🤖 AI Summary
This paper addresses the prevalent issues of over-reliance and over-confidence in large language models (LLMs) during tool invocation. To recalibrate models’ awareness of their knowledge boundaries, we propose a multi-objective alignment framework. Methodologically, it introduces: (1) a novel knowledge boundary estimation technique grounded in consistency checking and absolute confidence scoring; and (2) a dynamic decision integration mechanism that jointly leverages probabilistic modeling, supervised fine-tuning, and inference-time intervention. Extensive experiments across diverse scenarios demonstrate that our approach significantly reduces redundant tool calls by 37.2% on average, while preserving task performance. Moreover, it improves response latency and lowers computational cost—achieving, for the first time, simultaneous optimization of reliability, efficiency, and cost-effectiveness in tool-augmented LLMs.
📝 Abstract
Recent advancements in tool learning have enabled large language models (LLMs) to integrate external tools, enhancing their task performance by expanding their knowledge boundaries.
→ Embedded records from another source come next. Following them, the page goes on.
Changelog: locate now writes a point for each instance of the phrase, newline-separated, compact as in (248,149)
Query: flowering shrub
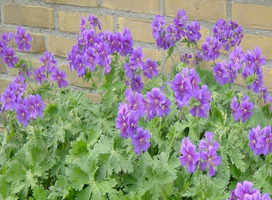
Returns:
(141,141)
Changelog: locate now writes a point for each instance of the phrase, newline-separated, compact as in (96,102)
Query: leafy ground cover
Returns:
(191,134)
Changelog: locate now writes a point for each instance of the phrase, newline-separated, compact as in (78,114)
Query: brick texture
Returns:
(38,44)
(140,29)
(20,14)
(141,6)
(252,16)
(88,3)
(207,10)
(70,22)
(251,41)
(59,45)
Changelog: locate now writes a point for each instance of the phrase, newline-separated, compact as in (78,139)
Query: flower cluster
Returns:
(250,65)
(225,36)
(94,49)
(228,35)
(167,36)
(241,110)
(207,156)
(49,67)
(136,107)
(186,89)
(253,62)
(136,66)
(25,108)
(244,191)
(260,141)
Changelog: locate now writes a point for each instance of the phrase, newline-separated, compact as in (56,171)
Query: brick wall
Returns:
(53,24)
However, relying on tools often introduces tradeoffs between performance, speed, and cost, with LLMs sometimes exhibiting overreliance and overconfidence in tool usage. This paper addresses the challenge of aligning LLMs with their knowledge boundaries to make more intelligent decisions about tool invocation. We propose a multi objective alignment framework that combines probabilistic knowledge boundary estimation with dynamic decision making, allowing LLMs to better assess when to invoke tools based on their confidence. Our framework includes two methods for knowledge boundary estimation, consistency based and absolute estimation, and two training strategies for integrating these estimates into the model decision making process. Experimental results on various tool invocation scenarios demonstrate the effectiveness of our framework, showing significant improvements in tool efficiency by reducing unnecessary tool usage.